YAP mechanotransduction under cyclic mechanical stretch loading for mesenchymal stem cell osteogenesis is regulated by ROCK

• Published in: Frontiers in bioengineering and biotechnology Vol. 11; p. 1306002
• Main Authors: Kim, Eunju, Riehl, Brandon D, Bouzid, Tasneem, Yang, Ruiguo, Duan, Bin, Donahue, Henry J, Lim, Jung Yul
• Format: Journal Article
• Language: English
• Published: Switzerland Frontiers Media S.A 11.01.2024
• Subjects: Bioengineering and Biotechnology; Hippo; mechanical stretch loading; mesenchymal stem cell; osteogenesis; ROCK; YAP; mesenchymal stem cell; YAP; ROCK; osteogenesis; Hippo; mechanical stretch loading
• ISSN: 2296-4185; 2296-4185
• DOI: 10.3389/fbioe.2023.1306002

While yes-associated protein (YAP) is now recognized as a potent mechanosensitive transcriptional regulator to affect cell growth and differentiation including the osteogenic transcription of mesenchymal stem cells (MSCs), most studies have reported the YAP mechanosensing of static mechanophysical cues such as substrate stiffness. We tested MSC response to dynamic loading, i.e., cyclic mechanical stretching, and assessed YAP mechanosensing and resultant MSC osteogenesis. We showed that cyclic stretching at 10% strain and 1 Hz frequency triggered YAP nuclear import in MSCs. YAP phosphorylation at S127 and S397, which is required for YAP cytoplasmic retention, was suppressed by cyclic stretch. We also observed that anti-YAP-regulatory Hippo pathway, LATS phosphorylation, was significantly decreased by stretch. We confirmed the stretch induction of MSC osteogenic transcription and differentiation, and this was impaired under YAP siRNA suggesting a key role of YAP dynamic mechanosensing in MSC osteogenesis.
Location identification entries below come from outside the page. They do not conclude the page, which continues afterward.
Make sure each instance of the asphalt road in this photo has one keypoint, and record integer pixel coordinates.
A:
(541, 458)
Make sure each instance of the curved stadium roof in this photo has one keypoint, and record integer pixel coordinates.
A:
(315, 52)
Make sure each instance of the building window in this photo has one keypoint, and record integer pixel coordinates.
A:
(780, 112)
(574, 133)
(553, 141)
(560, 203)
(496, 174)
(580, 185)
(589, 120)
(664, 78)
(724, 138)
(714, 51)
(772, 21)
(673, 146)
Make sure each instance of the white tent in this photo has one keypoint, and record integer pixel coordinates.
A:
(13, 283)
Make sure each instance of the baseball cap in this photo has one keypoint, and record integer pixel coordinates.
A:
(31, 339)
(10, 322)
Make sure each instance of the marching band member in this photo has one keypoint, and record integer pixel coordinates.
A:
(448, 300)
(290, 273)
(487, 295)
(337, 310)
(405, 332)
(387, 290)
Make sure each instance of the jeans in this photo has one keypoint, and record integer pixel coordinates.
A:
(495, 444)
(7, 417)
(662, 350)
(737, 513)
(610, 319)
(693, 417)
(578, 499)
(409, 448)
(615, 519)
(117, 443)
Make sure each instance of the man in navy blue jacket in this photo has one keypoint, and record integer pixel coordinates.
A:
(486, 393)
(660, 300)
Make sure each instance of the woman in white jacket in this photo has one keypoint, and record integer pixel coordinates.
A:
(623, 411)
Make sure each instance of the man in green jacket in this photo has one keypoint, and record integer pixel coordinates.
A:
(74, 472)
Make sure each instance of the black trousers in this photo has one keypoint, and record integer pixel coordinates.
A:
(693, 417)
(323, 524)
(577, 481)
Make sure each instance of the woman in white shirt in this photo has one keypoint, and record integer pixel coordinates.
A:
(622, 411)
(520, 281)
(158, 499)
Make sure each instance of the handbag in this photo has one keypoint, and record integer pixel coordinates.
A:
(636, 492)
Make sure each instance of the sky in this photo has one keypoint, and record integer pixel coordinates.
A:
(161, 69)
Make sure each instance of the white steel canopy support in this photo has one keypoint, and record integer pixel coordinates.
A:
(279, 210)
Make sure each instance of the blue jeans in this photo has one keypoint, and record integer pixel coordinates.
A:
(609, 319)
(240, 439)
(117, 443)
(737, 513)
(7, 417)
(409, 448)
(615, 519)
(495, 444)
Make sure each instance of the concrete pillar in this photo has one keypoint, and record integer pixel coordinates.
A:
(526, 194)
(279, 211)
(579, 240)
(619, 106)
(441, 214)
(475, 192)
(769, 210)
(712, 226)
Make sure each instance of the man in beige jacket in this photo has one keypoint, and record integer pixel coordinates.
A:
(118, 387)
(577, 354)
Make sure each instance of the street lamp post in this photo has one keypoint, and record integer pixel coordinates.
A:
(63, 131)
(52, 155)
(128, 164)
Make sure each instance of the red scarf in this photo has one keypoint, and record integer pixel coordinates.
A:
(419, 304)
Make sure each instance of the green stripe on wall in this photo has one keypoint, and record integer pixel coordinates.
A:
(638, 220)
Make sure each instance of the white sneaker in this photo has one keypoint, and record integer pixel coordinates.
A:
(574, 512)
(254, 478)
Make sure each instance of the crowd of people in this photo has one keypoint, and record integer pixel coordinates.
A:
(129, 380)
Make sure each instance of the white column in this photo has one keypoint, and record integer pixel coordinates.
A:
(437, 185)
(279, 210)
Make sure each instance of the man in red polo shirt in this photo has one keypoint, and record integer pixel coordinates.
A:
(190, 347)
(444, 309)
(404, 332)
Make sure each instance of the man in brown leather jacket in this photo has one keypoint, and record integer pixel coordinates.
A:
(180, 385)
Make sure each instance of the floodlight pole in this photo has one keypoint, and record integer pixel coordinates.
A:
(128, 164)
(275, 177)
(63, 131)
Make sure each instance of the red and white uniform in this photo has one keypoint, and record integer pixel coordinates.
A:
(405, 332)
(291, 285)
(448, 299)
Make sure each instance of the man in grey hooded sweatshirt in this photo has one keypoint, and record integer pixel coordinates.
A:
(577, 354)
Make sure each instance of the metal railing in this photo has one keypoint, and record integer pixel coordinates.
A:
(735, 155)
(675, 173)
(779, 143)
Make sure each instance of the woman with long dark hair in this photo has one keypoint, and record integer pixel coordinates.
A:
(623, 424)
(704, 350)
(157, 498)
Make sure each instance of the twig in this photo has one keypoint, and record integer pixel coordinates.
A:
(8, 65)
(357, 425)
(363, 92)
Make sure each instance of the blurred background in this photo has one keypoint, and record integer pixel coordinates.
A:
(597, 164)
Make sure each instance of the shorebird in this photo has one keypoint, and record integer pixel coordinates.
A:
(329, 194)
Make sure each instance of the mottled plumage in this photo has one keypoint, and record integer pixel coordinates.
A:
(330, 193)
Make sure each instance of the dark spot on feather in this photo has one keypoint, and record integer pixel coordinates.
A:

As an underlying mechanism, we showed that the YAP nuclear transport by cyclic stretch was abrogated by ROCK inhibitor, Y27632. ROCK inhibitor also impaired the stretch induction of F-actin formation and MSC osteogenesis, thus implicating the role of the ROCK-F-actin cascade in stretch-YAP dynamic mechanosensing-MSC osteogenesis. Our results provide insight into bone tissue engineering and skeletal regenerative capacity of MSCs especially as regards the role of dynamic mechanical loading control of YAP-mediated MSC osteogenic transcription.